DppNet: Approximating Determinantal Point Processes with Deep Networks

Deep-learningDPPSR measures
Zelda Mariet, Yaniv Ovadia, Jasper Snoek
Publication year: 2019

Determinantal Point Processes (DPPs) provide an elegant and versatile way to sample sets of items that balance the point-wise quality with the set-wise diversity of selected items. For this reason, they have gained prominence in many machine learning applications that rely on subset selection. However, sampling from a DPP over a ground set of size N is a costly operation, requiring in general an O(N^3) preprocessing cost and an O(Nk^3) sampling cost for subsets of size k. We approach this problem by introducing DPPNets: generative deep models that produce DPP-like samples for arbitrary ground sets. We develop an inhibitive attention mechanism based on transformer networks that captures a notion of dissimilarity between feature vectors. We show theoretically that such an approximation is sensible as it maintains the guarantees of inhibition or dissimilarity that makes DPPs so powerful and unique. Empirically, we demonstrate that samples from our model receive high likelihood under the more expensive DPP alternative.

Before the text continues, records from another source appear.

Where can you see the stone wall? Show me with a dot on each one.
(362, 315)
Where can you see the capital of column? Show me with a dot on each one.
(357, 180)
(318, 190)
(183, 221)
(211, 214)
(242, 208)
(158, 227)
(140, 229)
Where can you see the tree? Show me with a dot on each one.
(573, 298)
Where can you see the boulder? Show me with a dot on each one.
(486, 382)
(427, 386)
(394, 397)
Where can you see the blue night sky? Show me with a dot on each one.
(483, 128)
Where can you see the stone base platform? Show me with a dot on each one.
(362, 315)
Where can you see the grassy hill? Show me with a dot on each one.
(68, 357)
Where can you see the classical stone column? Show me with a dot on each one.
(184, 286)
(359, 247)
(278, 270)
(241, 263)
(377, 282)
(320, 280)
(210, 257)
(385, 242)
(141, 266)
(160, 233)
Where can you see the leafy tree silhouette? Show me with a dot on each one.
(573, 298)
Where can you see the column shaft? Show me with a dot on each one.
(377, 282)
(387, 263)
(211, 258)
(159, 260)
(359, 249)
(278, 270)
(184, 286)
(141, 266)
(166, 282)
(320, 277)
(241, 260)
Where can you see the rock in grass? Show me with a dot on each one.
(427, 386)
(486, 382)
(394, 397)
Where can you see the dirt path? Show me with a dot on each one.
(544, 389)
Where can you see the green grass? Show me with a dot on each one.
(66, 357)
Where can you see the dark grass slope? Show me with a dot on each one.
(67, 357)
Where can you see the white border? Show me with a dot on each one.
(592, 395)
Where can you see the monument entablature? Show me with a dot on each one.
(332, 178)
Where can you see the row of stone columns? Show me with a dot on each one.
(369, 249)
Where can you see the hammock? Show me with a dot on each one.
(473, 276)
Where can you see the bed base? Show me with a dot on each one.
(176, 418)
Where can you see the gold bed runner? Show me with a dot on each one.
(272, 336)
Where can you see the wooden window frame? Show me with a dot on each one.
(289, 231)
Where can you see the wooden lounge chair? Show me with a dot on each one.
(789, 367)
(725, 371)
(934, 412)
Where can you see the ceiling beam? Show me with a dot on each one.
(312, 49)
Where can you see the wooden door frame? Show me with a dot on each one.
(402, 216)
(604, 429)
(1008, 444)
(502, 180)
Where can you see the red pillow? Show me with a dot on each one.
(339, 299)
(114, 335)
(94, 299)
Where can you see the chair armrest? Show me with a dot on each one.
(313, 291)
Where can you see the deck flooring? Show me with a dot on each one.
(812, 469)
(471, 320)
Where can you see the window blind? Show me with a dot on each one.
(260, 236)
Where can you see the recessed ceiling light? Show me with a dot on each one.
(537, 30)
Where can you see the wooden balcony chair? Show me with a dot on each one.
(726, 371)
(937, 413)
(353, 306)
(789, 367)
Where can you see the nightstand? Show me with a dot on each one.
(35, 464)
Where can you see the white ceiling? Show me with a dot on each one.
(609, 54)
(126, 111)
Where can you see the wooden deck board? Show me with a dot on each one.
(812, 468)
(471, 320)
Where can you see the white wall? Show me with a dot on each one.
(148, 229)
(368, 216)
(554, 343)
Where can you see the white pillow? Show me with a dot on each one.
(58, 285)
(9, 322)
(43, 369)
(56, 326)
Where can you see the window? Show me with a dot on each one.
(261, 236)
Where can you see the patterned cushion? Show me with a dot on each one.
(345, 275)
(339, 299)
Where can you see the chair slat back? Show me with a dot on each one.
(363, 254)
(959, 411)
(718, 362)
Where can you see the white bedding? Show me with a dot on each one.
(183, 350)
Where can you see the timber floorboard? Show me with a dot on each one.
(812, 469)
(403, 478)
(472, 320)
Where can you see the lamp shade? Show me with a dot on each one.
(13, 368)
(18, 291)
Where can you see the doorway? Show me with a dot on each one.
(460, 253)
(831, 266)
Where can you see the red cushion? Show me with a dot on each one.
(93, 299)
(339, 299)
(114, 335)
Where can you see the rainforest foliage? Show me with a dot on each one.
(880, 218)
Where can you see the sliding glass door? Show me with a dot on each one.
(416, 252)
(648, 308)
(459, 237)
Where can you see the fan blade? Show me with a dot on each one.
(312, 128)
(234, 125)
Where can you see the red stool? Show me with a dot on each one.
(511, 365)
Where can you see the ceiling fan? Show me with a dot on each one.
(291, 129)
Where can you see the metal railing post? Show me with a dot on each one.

Biological Sequences Design using Batched Bayesian Optimization

ML for biology
David Belanger, Suhani Vora, Zelda Mariet, Ramya Deshpande, David Dohan, Christof Angermueller, Kevin Murphy, Olivier Chapelle, Lucy Colwell
Machine Learning and the Physical Sciences Workshop (NeurIPS 2019)
Publication year: 2019

Being able to effectively design biological sequences like DNA and proteins would have transformative impact on medicine. Currently, the most popular method in the life sciences for performing design is directed evolution, which explores sequence space by making small mutations to existing sequences. Alternatively, Bayesian optimization (BO) provides an attractive framework for model-based black-box optimization, and has achieved many recent successes in life sciences applications. However, within the ML community, most large-scale BO efforts have focused on hyper-parameter tuning. These methods often do not translate to biological sequence design, where the search space is over a discrete alphabet, wet-lab experiments are run with considerable parallelism (1K-100K sequences per batch), and experiments are sufficiently slow and expensive that only few rounds of experiments are feasible. This paper discusses the particularities of batched BO on a large discrete space, and investigates the design choices that must be made in order to obtain robust, scalable, and experimentally successful models within this unique context.